The objections that were filed by retirees, unions and pension systems primarily argued that Orr did not engage in sincere negotiation in the weeks before Detroit’s July 18 bankruptcy filing and that the filing violates state law because it will violate the Michigan constitution by impairing pensions.
The filing by the city’s largest union, the Michigan chapter of the American Federation of State, County and Municipal Employees, went so far as to challenge the entire concept of municipal bankruptcy, arguing that Chapter 9 is unconstitutional because it allows federal law to trump state law.
The city’s two pension systems, the General Retirement system and Detroit Police and Fire Retirement System, which are the city’s two largest unsecured creditors with more than $9 billion of debt, argued in a joint objection that state law prohibits the filing and that Detroit did not negotiate in good faith with its creditors.
“[B]y authorizing a contingency free bankruptcy that makes no exception for the accrued pension benefits of the city’s past and present employees, the Governor stepped outside the bounds of his authority,” the objection said.
Attorney General Bill Schuette filed a brief saying he believed the city was eligible and that Snyder has the legal authority to approve the filing. But Schuette warned that any attempt to cut pensions would be illegal.
Schuette had previously said he would join the case as the “people’s lawyer” to argue for constitutional protections of pensions, which is “absolute,” he said.
“The city can no more authorize a plan that reduces accrued obligations to public pensions than a plan that discriminates on the basis of religion,” Schuette said in his brief. “The city of Detroit is constitutionally obligated to keep the People’s promise as it proposes a plan that will allow the city to flourish while honoring the lifelong commitment of Detroit’s retired public servants.”
Schuette added that neither the city’s retiree health care costs nor its unaccrued pension liabilities are protected, only the vested pensions.
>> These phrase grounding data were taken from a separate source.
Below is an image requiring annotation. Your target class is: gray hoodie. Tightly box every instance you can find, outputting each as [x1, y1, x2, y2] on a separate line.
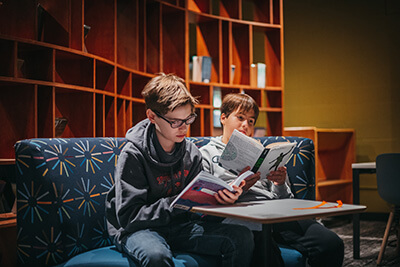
[200, 136, 293, 202]
[105, 119, 203, 245]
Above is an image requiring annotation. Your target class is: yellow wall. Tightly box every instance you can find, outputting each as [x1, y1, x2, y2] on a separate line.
[283, 0, 400, 212]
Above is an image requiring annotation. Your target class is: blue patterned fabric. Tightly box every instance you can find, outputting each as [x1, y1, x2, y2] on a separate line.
[15, 136, 314, 266]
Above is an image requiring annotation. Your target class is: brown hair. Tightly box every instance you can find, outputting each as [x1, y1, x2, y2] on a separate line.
[220, 93, 259, 122]
[141, 73, 199, 114]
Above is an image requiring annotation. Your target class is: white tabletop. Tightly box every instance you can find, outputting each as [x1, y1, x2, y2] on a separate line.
[191, 199, 366, 224]
[352, 162, 376, 169]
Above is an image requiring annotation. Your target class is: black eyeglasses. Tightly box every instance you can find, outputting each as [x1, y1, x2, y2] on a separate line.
[153, 110, 197, 129]
[153, 111, 197, 129]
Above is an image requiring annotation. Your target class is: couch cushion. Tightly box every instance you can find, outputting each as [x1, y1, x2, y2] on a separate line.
[55, 246, 219, 267]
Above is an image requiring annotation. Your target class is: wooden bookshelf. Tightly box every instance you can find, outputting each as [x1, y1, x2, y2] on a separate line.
[0, 0, 285, 160]
[284, 127, 356, 203]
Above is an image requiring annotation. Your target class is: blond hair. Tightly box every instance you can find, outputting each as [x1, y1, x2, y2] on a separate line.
[141, 73, 199, 114]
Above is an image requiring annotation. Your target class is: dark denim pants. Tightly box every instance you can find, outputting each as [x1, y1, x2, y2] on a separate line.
[121, 220, 254, 267]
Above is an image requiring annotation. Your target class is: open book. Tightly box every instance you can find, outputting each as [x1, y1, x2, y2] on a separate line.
[219, 130, 296, 179]
[171, 170, 254, 211]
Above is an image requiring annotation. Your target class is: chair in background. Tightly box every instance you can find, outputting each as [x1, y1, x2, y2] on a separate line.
[376, 153, 400, 265]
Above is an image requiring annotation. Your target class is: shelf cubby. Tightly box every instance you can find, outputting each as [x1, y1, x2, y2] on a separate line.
[55, 87, 93, 138]
[117, 0, 139, 71]
[273, 0, 282, 25]
[221, 21, 230, 84]
[243, 89, 262, 107]
[0, 83, 35, 159]
[219, 86, 241, 100]
[70, 0, 84, 51]
[191, 108, 212, 137]
[17, 43, 53, 82]
[55, 50, 93, 88]
[219, 0, 240, 19]
[104, 95, 115, 137]
[188, 0, 210, 14]
[264, 28, 282, 87]
[37, 1, 69, 47]
[95, 93, 105, 137]
[132, 73, 151, 99]
[266, 111, 283, 136]
[117, 67, 131, 97]
[132, 102, 147, 125]
[95, 59, 115, 93]
[146, 1, 161, 74]
[84, 0, 115, 61]
[189, 13, 220, 83]
[161, 4, 186, 78]
[117, 99, 125, 137]
[189, 83, 211, 105]
[242, 0, 270, 23]
[264, 90, 282, 108]
[232, 22, 250, 85]
[0, 0, 36, 40]
[37, 85, 54, 138]
[0, 39, 15, 77]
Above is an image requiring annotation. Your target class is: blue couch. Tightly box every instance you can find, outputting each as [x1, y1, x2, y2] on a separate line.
[15, 136, 315, 266]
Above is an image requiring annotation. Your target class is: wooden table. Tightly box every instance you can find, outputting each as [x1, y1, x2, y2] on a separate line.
[352, 162, 376, 259]
[192, 198, 366, 267]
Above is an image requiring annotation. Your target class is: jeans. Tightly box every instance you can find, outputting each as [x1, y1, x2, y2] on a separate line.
[121, 220, 254, 267]
[273, 219, 344, 267]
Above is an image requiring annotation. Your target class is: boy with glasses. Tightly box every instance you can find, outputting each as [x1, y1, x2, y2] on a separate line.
[105, 74, 254, 267]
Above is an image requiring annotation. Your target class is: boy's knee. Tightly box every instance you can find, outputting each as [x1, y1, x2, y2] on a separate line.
[232, 225, 255, 253]
[141, 250, 174, 267]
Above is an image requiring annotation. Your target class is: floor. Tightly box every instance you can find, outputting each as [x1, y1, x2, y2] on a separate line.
[324, 216, 400, 266]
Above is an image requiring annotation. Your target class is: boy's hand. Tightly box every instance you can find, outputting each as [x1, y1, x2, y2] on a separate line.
[238, 166, 261, 192]
[267, 166, 287, 185]
[215, 181, 244, 205]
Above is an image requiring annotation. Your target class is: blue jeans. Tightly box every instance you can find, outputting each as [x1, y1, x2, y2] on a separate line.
[121, 220, 254, 267]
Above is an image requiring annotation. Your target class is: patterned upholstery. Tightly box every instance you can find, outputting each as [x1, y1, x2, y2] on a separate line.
[15, 136, 314, 266]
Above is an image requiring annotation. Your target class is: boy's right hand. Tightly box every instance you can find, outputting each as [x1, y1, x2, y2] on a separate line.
[240, 166, 261, 192]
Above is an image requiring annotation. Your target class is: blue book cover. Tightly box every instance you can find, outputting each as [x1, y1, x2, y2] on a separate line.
[201, 56, 212, 83]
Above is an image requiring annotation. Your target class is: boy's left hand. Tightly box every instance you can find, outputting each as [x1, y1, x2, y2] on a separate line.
[215, 181, 244, 205]
[267, 166, 287, 186]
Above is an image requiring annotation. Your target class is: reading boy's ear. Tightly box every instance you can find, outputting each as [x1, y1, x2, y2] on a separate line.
[146, 109, 157, 123]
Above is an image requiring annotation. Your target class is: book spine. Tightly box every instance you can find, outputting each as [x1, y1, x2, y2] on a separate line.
[251, 148, 270, 173]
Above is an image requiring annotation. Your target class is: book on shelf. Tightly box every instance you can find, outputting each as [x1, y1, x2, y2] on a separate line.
[230, 64, 236, 84]
[256, 63, 266, 88]
[250, 64, 257, 87]
[192, 56, 212, 83]
[219, 129, 296, 180]
[250, 63, 266, 88]
[171, 170, 254, 211]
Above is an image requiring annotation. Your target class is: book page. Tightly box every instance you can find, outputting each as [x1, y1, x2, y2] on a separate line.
[230, 170, 254, 187]
[258, 142, 296, 179]
[219, 130, 264, 175]
[171, 171, 233, 210]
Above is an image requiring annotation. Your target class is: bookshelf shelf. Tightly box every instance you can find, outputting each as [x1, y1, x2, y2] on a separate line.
[0, 0, 284, 160]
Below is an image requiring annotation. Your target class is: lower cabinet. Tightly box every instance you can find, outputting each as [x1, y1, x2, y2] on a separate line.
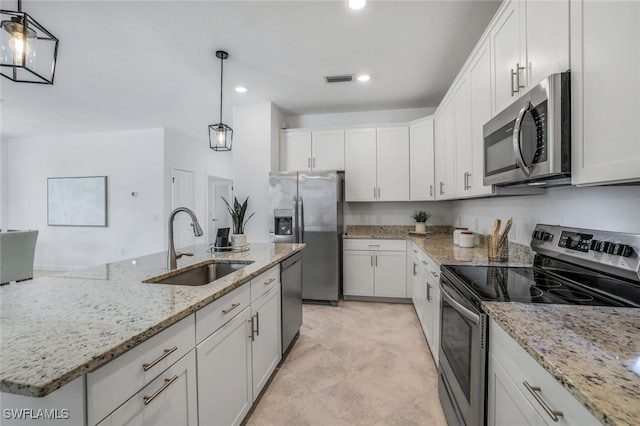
[97, 350, 198, 426]
[250, 284, 282, 401]
[343, 239, 407, 298]
[487, 319, 599, 426]
[197, 308, 253, 426]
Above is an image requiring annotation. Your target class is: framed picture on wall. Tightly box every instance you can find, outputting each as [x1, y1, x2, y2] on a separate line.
[47, 176, 108, 227]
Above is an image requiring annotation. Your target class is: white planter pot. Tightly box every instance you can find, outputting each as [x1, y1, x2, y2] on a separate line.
[415, 222, 427, 233]
[231, 234, 247, 247]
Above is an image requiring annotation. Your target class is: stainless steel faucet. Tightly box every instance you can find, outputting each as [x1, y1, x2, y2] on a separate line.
[167, 207, 204, 269]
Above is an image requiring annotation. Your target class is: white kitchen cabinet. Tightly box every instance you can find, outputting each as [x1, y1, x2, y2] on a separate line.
[491, 0, 569, 115]
[570, 0, 640, 185]
[488, 319, 600, 426]
[250, 283, 282, 401]
[280, 130, 312, 172]
[197, 307, 253, 426]
[453, 72, 473, 197]
[280, 129, 345, 172]
[343, 239, 407, 298]
[97, 350, 198, 426]
[409, 117, 435, 201]
[345, 127, 410, 202]
[434, 96, 456, 200]
[376, 127, 410, 201]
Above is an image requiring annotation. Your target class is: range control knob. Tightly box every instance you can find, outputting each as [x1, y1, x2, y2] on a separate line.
[532, 230, 539, 240]
[602, 242, 613, 254]
[544, 233, 553, 242]
[621, 245, 634, 257]
[590, 239, 600, 251]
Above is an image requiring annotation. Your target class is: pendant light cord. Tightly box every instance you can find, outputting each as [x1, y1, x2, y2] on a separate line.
[219, 54, 224, 124]
[17, 0, 22, 12]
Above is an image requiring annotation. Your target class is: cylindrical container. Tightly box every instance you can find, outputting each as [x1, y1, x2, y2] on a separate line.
[453, 227, 469, 245]
[415, 222, 427, 233]
[459, 231, 475, 248]
[488, 236, 509, 262]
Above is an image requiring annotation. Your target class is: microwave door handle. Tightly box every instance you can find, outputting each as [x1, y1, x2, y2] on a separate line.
[512, 101, 532, 177]
[440, 285, 480, 325]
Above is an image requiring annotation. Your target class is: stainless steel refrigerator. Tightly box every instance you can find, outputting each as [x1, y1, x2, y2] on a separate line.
[269, 171, 343, 305]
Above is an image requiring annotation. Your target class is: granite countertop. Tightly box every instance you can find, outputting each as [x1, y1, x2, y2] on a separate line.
[483, 303, 640, 426]
[0, 243, 304, 398]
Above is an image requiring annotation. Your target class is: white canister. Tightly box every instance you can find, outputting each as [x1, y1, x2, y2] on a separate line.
[459, 231, 475, 248]
[453, 227, 468, 245]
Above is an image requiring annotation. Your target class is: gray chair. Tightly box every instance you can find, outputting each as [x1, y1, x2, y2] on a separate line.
[0, 230, 39, 285]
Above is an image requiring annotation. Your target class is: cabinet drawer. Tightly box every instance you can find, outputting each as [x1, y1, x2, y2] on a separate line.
[489, 320, 599, 425]
[196, 283, 251, 344]
[343, 239, 406, 252]
[87, 314, 195, 426]
[250, 265, 280, 303]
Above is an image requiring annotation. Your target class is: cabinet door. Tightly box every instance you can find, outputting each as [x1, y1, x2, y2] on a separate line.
[373, 250, 407, 298]
[410, 118, 435, 201]
[197, 308, 252, 426]
[345, 128, 377, 201]
[491, 0, 524, 114]
[415, 262, 429, 341]
[487, 353, 547, 426]
[454, 73, 473, 197]
[376, 127, 410, 201]
[280, 130, 312, 172]
[525, 0, 569, 87]
[428, 274, 440, 364]
[312, 129, 345, 171]
[343, 250, 374, 296]
[571, 0, 640, 185]
[251, 284, 282, 401]
[469, 37, 494, 196]
[435, 97, 456, 200]
[98, 351, 198, 426]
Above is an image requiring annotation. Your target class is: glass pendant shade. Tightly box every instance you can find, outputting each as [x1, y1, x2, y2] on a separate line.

In separate news, officials from the city’s pension systems -- which represent about 70% of the city’s 21,000 retirees -- met with members of Orr’s team Monday for several hours to discuss a dispute over the size of Detroit’s total unfunded pension liability.
Orr’s restructuring plan is based on the projection that the unfunded liability totals $3.5 billion, while the pension systems put the figure around $650 million.
A pair of actuarial reports made public Monday by the Detroit Free Press backed up Orr’s claims, saying the unfunded liability could be as high as $3.7 billion in 2016.
The reports, commissioned by Orr from the Chicago-based actuarial firm Milliman, said the police and fire fund is around 80% funded while the general employee retirement fund is between 50% to 60% funded.
Orr would be allowed to take over the funds if he can prove they are less than 80% funded under state law. A complete report will be released next week, according to the Free Press.
A status conference hearing on the bankruptcy is set for Wednesday at 10 a.m.